Pengamat hukum di Sumsel yang juga Dekan Fakultas Hukum Universitas Sriwijaya, Prof Dr Febrian angkat bicara terkait kasus napi tewas dibunuh rekan satu kamar, di Lapas Mata Merah Palembang.
Febrian mengatakan seharusnya peristiwa tersebut tidak terjadi, apabila petugas lapas mengetahui adanya rencana pembunuhan tahanan oleh rekan satu kamarnya.
"Seharusnya dengan posisi dan situasi apapun, termasuk waktu petugas harus siap berjaga 24 jam. Di Lapas itu ada SOP terhadap pengawas napi selama 24 jam. Itu artinya kalau terjadi, itu terjadi artinya ada kelalaian yang berujung kematian. Seharusnya dari kejadian ini harus ada sanksi," kata Febrian kepada detikSumbagsel, Minggu (21/7/2024).
SCROLL TO CONTINUE WITH CONTENT
Febrian menegaskan pernyataan Kalapas yang menyebut sudah sesuai SOP harus diklarifikasi oleh masyarakat umum. Termasuk keluarga yang bersangkutan, menerima atau tidak.
"Selain itu juga Kemenkumham Sumsel harus turun tangan membentuk tim pencari fakta, dan mengungkap peristiwa itu agar kejadian itu tidak terjadi lagi," ungkapnya.
Menurut Febrian, jika Kemenkumham mengatakan tidak semua kamar bisa diawasi, artinya itu bentuk kelalaian. Itu berarti kelemahan dari Lapas itu kelihatan tidak bisa menjaga, dan mengawasi kamar tahanan.

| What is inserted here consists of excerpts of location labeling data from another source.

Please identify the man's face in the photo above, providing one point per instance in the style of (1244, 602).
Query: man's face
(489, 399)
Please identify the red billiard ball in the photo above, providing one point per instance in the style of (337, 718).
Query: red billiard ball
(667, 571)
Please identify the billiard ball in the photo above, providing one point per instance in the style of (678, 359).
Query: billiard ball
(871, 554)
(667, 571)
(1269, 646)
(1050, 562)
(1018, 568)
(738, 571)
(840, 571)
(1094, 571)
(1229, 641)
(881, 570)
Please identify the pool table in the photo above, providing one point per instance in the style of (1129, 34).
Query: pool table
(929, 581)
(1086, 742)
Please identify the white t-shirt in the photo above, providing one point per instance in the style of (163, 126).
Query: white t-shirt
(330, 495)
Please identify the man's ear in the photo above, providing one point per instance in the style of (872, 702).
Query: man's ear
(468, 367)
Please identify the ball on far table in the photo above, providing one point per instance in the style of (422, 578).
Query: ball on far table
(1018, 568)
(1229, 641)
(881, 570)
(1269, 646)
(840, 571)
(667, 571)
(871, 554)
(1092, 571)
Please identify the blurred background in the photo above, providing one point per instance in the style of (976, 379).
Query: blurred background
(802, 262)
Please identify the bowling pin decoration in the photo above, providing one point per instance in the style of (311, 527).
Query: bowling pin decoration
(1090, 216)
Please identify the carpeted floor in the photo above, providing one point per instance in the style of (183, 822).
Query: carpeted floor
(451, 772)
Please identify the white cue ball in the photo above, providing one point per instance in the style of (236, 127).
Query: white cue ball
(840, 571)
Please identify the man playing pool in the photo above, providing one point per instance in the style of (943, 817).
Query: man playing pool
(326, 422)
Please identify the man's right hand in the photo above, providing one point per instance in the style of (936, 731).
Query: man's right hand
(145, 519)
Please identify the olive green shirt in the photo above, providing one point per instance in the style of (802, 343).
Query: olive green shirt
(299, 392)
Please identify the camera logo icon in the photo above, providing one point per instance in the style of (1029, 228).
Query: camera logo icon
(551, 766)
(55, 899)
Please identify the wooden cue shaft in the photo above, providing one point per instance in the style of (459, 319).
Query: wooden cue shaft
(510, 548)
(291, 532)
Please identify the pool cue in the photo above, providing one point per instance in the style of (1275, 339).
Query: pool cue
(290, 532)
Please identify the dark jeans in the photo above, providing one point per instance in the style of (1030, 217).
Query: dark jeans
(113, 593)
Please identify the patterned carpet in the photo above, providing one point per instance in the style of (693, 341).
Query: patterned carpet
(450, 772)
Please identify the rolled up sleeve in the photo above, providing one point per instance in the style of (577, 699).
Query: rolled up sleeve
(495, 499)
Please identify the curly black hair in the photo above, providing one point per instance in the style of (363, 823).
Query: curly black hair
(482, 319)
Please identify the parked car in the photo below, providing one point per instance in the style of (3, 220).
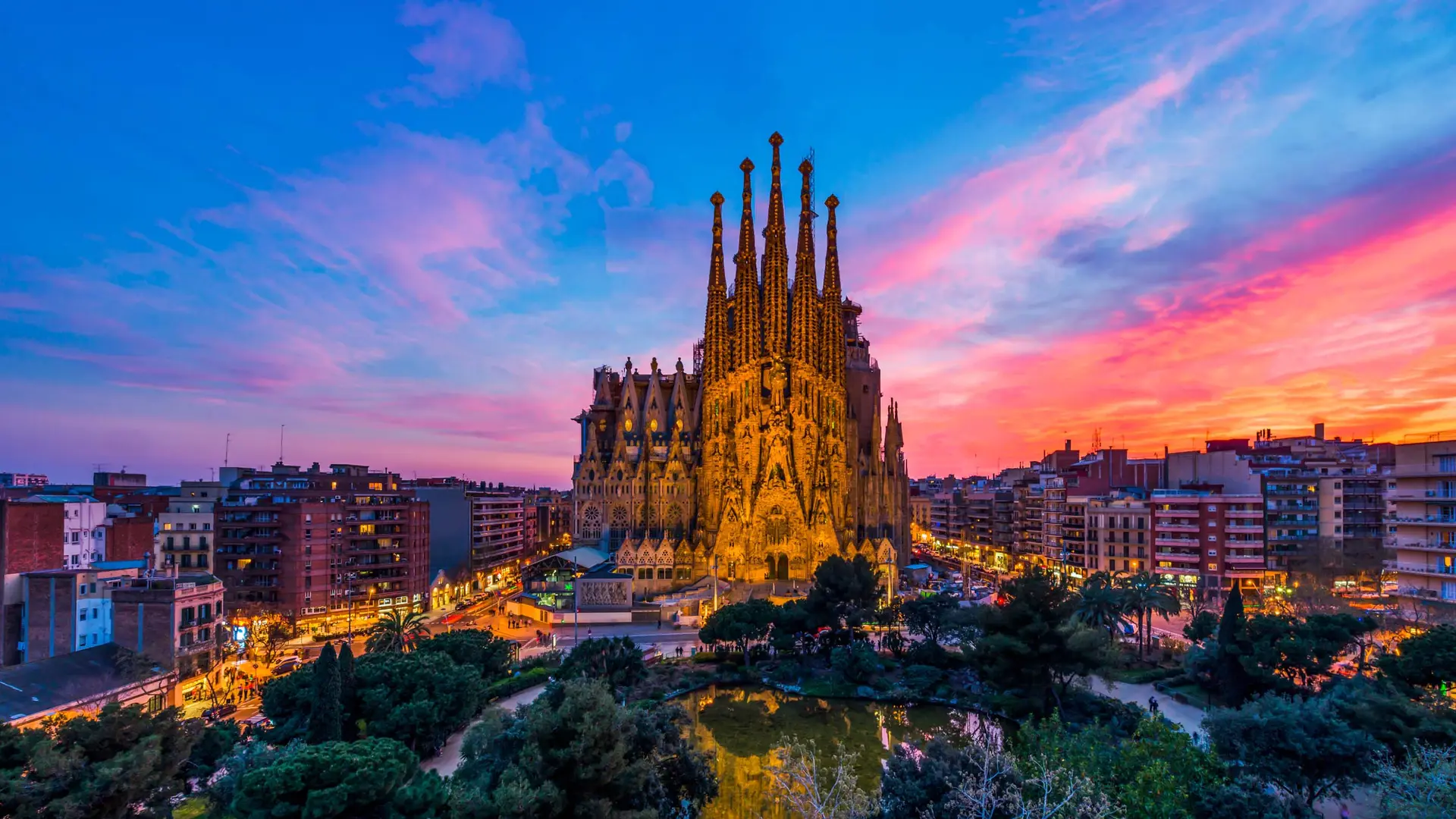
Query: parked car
(287, 665)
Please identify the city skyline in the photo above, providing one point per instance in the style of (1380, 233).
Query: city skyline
(410, 232)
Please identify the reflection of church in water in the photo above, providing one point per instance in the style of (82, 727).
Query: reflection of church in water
(772, 453)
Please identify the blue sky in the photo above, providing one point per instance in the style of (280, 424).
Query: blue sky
(410, 231)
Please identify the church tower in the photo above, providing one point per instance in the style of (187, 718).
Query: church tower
(775, 452)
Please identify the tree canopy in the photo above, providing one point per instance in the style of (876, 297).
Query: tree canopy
(102, 765)
(576, 752)
(370, 777)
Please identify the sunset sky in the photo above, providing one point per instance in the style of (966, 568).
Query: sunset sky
(408, 232)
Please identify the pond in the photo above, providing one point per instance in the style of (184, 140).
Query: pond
(745, 727)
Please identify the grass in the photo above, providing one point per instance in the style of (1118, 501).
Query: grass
(193, 808)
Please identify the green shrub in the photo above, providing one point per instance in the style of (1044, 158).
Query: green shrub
(517, 684)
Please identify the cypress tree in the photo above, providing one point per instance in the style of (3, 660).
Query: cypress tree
(325, 719)
(1232, 620)
(347, 692)
(1232, 678)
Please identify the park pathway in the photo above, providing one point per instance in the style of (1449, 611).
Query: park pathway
(449, 757)
(1365, 805)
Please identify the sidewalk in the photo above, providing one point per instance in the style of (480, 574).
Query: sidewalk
(1187, 717)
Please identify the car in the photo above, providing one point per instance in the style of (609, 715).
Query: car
(286, 667)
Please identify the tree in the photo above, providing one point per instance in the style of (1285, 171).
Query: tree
(370, 777)
(213, 744)
(1031, 649)
(1201, 627)
(1103, 605)
(576, 752)
(1145, 595)
(740, 624)
(615, 661)
(819, 789)
(1234, 681)
(1420, 787)
(1301, 745)
(996, 784)
(120, 763)
(327, 716)
(929, 615)
(919, 780)
(397, 632)
(473, 648)
(843, 594)
(1426, 662)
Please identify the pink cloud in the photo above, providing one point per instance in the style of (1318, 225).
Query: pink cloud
(466, 49)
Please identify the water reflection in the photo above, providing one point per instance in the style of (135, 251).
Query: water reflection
(745, 729)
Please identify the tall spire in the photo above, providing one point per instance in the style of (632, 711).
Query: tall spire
(833, 322)
(775, 265)
(805, 279)
(747, 340)
(715, 328)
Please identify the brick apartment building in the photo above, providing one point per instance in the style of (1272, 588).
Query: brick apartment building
(322, 548)
(30, 541)
(1424, 528)
(1207, 541)
(175, 620)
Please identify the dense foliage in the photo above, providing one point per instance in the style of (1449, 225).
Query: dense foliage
(120, 763)
(370, 777)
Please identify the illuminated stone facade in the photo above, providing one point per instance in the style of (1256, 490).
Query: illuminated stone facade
(772, 453)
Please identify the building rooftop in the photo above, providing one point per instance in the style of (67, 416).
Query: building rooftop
(58, 499)
(55, 682)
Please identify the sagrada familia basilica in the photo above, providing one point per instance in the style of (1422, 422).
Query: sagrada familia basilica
(772, 453)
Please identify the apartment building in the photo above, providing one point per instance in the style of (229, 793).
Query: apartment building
(175, 620)
(321, 547)
(1207, 541)
(497, 535)
(1119, 534)
(1424, 526)
(69, 610)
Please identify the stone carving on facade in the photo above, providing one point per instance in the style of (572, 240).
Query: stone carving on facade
(772, 453)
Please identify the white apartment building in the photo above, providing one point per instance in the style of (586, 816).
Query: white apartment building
(185, 538)
(1424, 526)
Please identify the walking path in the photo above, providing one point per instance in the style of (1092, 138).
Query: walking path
(1184, 716)
(449, 757)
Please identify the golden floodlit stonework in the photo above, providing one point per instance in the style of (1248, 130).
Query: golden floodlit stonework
(772, 453)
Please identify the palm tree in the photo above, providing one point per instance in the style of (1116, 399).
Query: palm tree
(1101, 604)
(397, 632)
(1147, 594)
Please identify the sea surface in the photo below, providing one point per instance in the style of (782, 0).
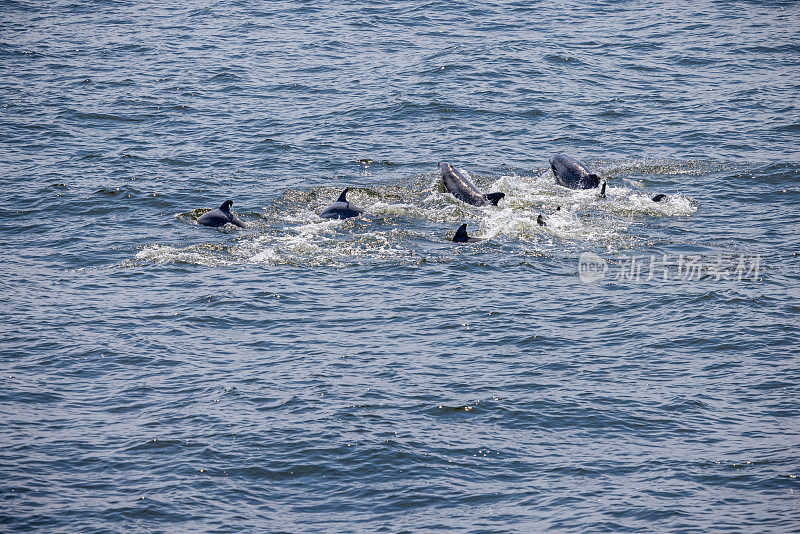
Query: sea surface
(631, 366)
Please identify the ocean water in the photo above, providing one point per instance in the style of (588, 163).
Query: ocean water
(631, 366)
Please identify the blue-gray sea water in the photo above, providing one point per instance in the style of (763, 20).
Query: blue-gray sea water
(369, 375)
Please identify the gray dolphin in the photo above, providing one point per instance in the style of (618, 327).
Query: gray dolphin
(572, 173)
(462, 237)
(341, 209)
(461, 188)
(220, 216)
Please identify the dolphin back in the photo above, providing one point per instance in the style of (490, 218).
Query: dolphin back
(571, 173)
(460, 187)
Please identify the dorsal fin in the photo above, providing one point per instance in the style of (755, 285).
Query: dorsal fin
(494, 198)
(461, 234)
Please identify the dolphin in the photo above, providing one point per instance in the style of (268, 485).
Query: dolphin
(461, 188)
(572, 173)
(540, 220)
(220, 216)
(341, 209)
(462, 237)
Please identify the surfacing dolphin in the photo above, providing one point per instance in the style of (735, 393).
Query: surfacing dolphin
(341, 209)
(220, 216)
(461, 188)
(462, 237)
(572, 173)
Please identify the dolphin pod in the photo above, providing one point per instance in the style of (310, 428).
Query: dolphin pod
(568, 172)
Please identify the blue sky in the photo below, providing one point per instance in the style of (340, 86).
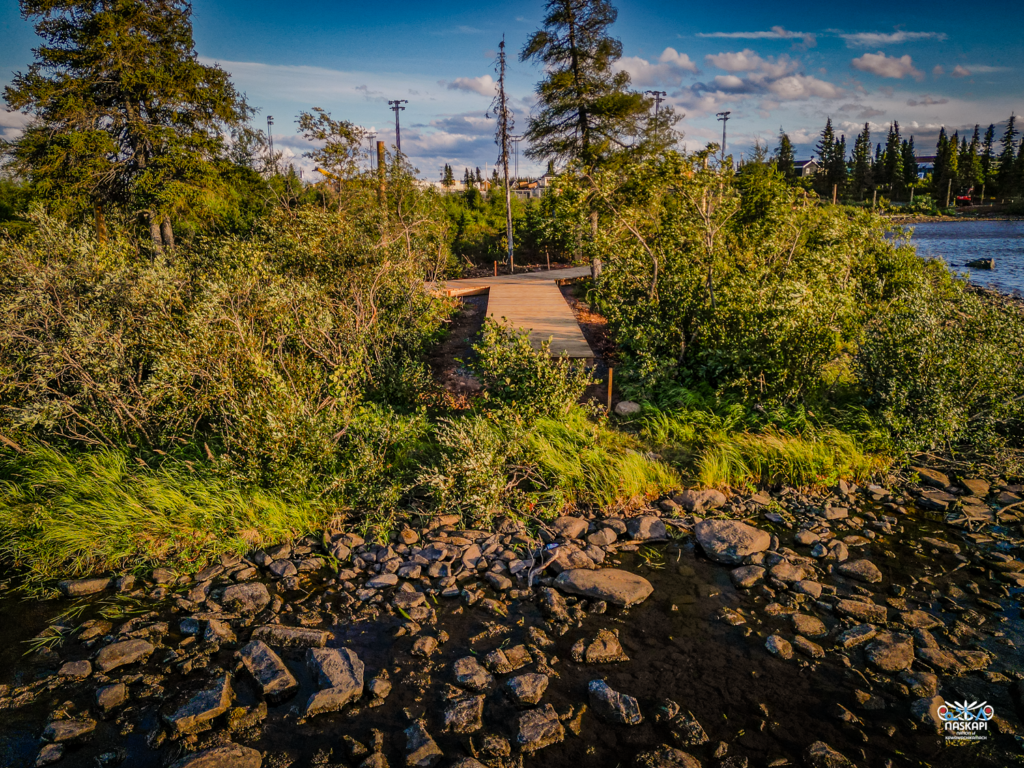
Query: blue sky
(772, 66)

"Itu kan nyawa orang di dalam tahanan. Seharusnya juga Kemenkumham Sumsel jangan menyerahkan semua ke Kalapas. Jika itu menjadi polemik di masyarakat, harus turun membentuk tim pencari fakta," jelasnya.
Febrian menambahkan, yang harus bertanggung jawab tidak hanya petugas yang berjaga. Tapi tanggung jawab kalapas juga.
"Dari kejadian ini, selain petugas yang berjaga, juga Kalapas harus bertanggung jawab," tutupnya.